Initiallly, I compared it to the lerobot/pusht dataset released by HuggingFace. However, the entries are so different that it's difficult to match them. I printed the arrays, displayed the images, trying to get a sense of what those values mean. Here's my attempt:

  • episode_ends marks the ending scene/index of each episode.
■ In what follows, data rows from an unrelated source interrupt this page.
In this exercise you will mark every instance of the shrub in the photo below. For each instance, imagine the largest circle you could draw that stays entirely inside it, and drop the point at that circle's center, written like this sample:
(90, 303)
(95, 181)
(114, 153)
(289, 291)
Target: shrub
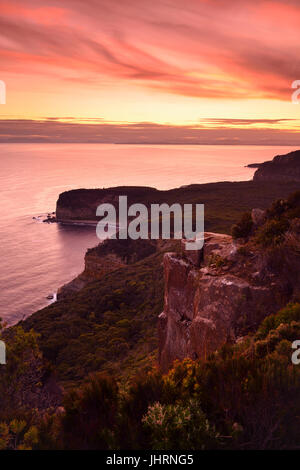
(243, 228)
(272, 232)
(179, 426)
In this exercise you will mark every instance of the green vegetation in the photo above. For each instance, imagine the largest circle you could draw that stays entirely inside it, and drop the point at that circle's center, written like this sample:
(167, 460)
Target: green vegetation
(244, 396)
(243, 228)
(101, 345)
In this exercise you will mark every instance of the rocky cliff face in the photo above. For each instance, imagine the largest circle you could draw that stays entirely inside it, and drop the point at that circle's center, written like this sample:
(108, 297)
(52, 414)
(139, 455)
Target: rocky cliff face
(282, 168)
(81, 204)
(105, 258)
(219, 295)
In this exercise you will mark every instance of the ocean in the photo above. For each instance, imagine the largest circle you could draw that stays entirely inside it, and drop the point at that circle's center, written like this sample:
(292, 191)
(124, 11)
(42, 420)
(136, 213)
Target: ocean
(37, 258)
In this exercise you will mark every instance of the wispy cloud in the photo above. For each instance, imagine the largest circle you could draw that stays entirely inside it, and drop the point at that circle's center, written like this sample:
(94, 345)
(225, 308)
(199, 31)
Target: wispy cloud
(68, 131)
(204, 48)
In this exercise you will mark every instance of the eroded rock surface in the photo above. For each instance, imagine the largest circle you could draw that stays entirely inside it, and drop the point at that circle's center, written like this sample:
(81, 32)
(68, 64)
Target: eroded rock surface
(222, 299)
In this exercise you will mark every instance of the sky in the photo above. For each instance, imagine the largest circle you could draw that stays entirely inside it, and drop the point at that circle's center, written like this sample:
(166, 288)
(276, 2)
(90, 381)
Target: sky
(150, 71)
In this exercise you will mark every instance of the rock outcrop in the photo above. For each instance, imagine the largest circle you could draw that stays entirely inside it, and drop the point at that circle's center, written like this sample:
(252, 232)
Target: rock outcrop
(223, 298)
(105, 258)
(283, 168)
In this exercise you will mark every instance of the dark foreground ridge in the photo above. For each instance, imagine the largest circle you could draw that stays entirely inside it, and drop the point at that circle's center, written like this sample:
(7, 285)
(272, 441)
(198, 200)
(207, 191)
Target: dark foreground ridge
(282, 168)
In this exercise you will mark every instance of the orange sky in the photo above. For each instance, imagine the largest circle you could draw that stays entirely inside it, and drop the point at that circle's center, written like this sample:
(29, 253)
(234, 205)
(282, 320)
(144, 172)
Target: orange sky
(207, 71)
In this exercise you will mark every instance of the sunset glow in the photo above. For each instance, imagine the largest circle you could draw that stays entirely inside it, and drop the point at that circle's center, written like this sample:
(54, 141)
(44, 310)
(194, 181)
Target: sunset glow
(222, 68)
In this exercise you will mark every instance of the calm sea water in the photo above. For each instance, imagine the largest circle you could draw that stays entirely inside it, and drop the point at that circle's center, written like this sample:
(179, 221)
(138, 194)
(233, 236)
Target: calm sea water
(37, 258)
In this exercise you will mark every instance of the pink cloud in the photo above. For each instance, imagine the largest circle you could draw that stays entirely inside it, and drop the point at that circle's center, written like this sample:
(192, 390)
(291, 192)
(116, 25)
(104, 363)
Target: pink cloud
(203, 48)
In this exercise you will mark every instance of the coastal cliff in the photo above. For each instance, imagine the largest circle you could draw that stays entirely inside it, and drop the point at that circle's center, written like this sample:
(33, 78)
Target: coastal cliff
(282, 168)
(222, 293)
(105, 258)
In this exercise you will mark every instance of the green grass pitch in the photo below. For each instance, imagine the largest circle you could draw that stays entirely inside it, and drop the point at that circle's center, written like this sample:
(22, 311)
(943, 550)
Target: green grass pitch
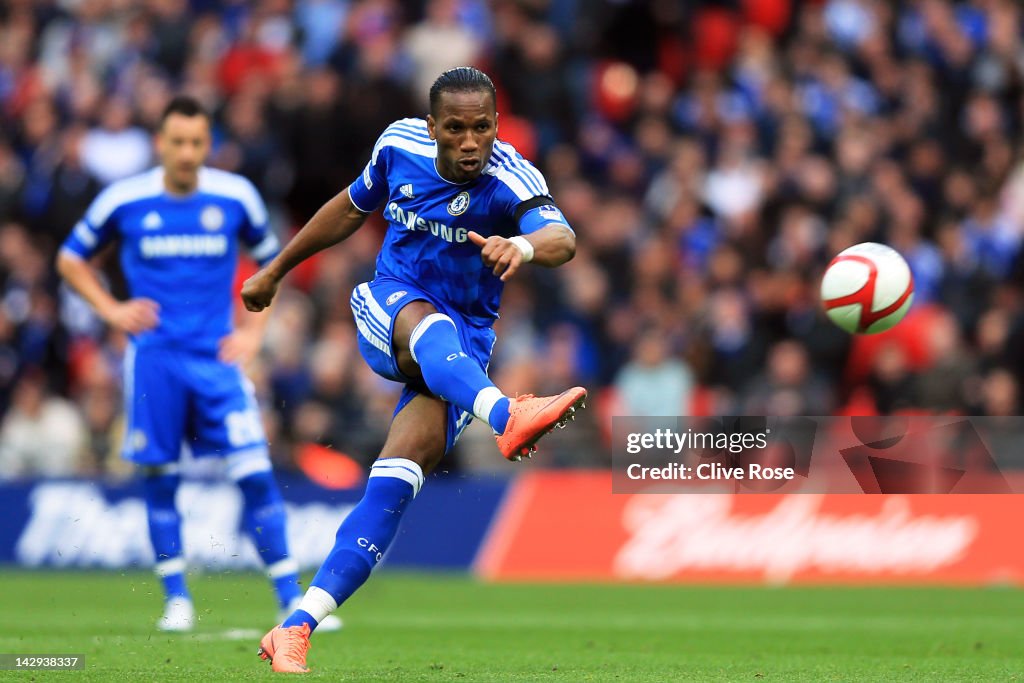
(451, 628)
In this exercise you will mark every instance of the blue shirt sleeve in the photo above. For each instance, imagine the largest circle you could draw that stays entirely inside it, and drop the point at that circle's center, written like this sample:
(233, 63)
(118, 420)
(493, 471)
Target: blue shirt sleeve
(255, 232)
(371, 188)
(96, 228)
(542, 216)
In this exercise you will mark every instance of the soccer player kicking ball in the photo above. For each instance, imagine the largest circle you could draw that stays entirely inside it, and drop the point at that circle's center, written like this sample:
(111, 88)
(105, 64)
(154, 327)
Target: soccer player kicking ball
(464, 212)
(178, 225)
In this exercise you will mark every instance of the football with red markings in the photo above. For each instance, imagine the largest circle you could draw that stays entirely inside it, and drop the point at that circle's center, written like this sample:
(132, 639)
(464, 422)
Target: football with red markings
(867, 288)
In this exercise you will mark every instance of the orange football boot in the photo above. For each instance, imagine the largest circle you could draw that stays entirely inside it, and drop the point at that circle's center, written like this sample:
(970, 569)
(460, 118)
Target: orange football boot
(531, 417)
(286, 648)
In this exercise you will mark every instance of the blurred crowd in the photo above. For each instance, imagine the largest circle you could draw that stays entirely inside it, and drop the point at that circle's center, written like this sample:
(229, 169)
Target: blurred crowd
(711, 156)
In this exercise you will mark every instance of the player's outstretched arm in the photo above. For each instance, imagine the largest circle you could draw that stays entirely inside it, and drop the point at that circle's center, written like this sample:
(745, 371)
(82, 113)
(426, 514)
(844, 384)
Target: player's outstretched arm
(333, 222)
(551, 246)
(133, 316)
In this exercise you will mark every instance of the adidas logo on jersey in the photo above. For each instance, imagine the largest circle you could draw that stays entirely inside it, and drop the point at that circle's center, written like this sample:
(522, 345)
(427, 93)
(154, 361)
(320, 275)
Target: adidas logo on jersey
(153, 221)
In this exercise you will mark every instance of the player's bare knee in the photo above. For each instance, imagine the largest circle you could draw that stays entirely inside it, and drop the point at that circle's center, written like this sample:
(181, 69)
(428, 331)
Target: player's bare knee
(410, 316)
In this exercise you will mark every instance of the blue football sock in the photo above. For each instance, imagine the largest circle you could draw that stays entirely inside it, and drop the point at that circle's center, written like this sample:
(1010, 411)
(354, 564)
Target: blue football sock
(165, 531)
(453, 375)
(263, 516)
(366, 534)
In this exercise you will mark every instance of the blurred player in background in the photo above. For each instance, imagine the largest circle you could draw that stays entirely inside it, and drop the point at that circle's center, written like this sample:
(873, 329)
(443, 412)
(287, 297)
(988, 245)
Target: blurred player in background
(465, 212)
(178, 226)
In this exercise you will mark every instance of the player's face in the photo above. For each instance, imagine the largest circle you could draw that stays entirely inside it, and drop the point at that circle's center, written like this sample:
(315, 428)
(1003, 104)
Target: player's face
(465, 129)
(183, 142)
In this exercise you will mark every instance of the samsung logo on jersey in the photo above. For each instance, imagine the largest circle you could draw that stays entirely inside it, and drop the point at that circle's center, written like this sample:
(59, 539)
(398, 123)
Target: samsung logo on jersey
(163, 246)
(412, 220)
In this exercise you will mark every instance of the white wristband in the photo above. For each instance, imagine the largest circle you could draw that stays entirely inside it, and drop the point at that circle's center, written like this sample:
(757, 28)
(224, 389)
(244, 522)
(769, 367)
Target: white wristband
(523, 245)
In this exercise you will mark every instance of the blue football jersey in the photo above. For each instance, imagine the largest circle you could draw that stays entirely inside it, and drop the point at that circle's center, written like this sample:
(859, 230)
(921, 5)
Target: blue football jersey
(430, 217)
(179, 251)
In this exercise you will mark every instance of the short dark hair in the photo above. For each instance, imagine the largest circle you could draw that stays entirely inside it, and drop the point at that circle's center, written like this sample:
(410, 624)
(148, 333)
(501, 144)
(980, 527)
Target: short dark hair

Use this to split the data into K rounds and label them with episode indices from 0 to K - 1.
  • state: I make my assumptions by simultaneously looking at the corresponding image.
    • The first two numbers are the position of the tooltip.
    • 3rd & 4th are the positions of the T-shaped object.
    • 5th looks like the orientation of the object in radian.
  • img visualizes the current state (potentially given the keypoints and states).

At some point I came up with the idea that I should also check the dataset released by the authors of the original paper. BINGO!
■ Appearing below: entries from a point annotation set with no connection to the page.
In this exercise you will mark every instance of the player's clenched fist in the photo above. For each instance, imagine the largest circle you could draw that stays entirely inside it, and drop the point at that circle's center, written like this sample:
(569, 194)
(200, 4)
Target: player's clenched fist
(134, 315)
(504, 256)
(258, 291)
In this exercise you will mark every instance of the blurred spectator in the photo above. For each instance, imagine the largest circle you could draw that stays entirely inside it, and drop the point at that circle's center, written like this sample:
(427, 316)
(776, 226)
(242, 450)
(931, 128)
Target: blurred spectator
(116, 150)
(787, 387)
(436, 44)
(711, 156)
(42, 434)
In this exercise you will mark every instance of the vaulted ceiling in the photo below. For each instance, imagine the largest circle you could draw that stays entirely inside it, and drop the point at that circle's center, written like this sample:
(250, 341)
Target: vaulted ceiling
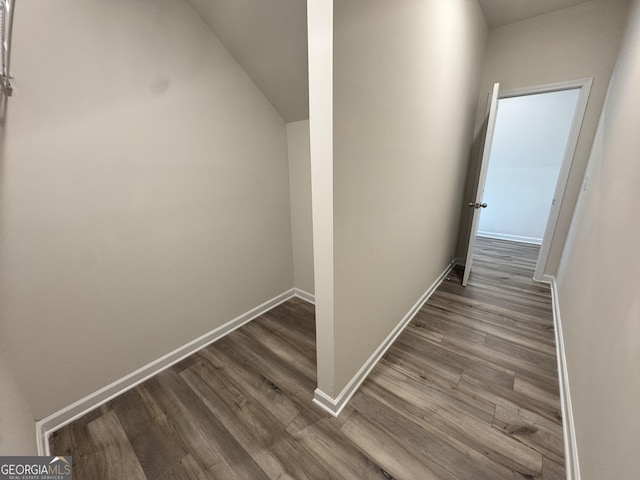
(268, 38)
(502, 12)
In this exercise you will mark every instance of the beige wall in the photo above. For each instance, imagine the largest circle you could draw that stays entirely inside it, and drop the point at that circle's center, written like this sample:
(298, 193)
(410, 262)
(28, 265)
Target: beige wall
(598, 284)
(406, 77)
(573, 43)
(300, 193)
(144, 193)
(320, 28)
(17, 425)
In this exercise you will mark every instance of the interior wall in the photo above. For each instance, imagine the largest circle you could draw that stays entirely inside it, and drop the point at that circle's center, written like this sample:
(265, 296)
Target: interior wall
(300, 192)
(17, 424)
(528, 147)
(400, 155)
(144, 193)
(570, 44)
(597, 283)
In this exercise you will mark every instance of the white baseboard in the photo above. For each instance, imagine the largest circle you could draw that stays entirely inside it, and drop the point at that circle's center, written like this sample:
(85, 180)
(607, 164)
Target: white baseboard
(568, 426)
(57, 420)
(511, 238)
(335, 405)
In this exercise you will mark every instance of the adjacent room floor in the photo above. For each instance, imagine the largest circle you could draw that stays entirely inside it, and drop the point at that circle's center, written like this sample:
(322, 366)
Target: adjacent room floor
(468, 391)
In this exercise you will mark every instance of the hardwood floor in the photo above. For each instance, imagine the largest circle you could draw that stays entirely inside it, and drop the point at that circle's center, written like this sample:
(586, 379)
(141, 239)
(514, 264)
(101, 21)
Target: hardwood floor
(468, 391)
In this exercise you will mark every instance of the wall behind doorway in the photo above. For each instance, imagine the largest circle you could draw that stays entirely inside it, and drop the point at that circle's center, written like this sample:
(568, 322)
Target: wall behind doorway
(526, 155)
(570, 44)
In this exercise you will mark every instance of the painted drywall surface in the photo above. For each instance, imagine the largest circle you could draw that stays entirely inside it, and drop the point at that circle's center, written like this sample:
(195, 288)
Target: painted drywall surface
(573, 43)
(320, 28)
(528, 147)
(405, 78)
(269, 40)
(300, 192)
(145, 195)
(598, 284)
(17, 425)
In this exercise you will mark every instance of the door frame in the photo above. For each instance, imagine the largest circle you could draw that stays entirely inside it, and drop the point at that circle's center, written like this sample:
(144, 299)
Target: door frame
(584, 84)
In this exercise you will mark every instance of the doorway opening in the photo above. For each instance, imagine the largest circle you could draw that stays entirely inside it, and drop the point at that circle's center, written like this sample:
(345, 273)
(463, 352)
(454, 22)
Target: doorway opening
(529, 149)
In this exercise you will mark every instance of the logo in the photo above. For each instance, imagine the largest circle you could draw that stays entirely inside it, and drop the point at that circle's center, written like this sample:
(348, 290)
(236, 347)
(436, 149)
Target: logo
(36, 468)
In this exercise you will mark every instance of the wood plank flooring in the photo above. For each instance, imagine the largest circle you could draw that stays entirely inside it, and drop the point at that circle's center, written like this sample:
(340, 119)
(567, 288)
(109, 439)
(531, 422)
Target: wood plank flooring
(468, 391)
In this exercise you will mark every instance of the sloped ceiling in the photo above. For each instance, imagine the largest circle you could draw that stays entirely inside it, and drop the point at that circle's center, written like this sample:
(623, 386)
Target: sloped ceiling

real-stanford/diffusion_policy

Naturally, the next step is to discover the diffusion policy paper and code. Their README suggests running the notebook in colab, but I failed to open it due to some issues. I then turned to the example commands in the README.

I started with the low-dimension setup. Using the exact configuration from the paper, my results (0.944@750 and 0.948@950) seemed to match the authors' checkpoints. However, this is entirely based on the name of the checkpoint. Further investigation is required to determine whether this is a successful reproduction.

WIP

  • Reproducing both image and low-dimension experiments.
  • Naively training on custom v1 dataset with only swapping the dataset itself.

TODO

Focus on real-stanford/diffusion_policy.

  • Look into colab notebooks.
  • Training understanding
    • Policy input/output.
    • How is a diffusion model trained?
    • Hyperparameters.
  • Evaluation understanding:
    • How do validation and test work?
    • Definition of metrics: success rate, reward.
  • PushT environment: compare it to lerobot/gym-pusht.
  • Data preprocessing
    • How image and low-dimension tasks utilize data.
    • Convert to lerobot-style dataset?
  • Setup local wandb?
  • Code cleanup and commit.

Random Notes

AttributeError: 'Space' object has no attribute 'add_collision_handler'

Looks like pymunk removed the method after version 7.0. Running uv add 'pymunk<7' solves the issue.

Environment Preparation for diffusion_policy

Setting up the environment wasn't the easiest. This is a two-year-old project. Huggingface libraries have been moving fast and not afraid of breaking things. Python's dependency management via conda and pip isn't the best1. All three factors lead to hours of fixing module/attribute not found errors and nonexistence of valid version combinations. Eventually, I had a fragile but working environment. Time for running some code!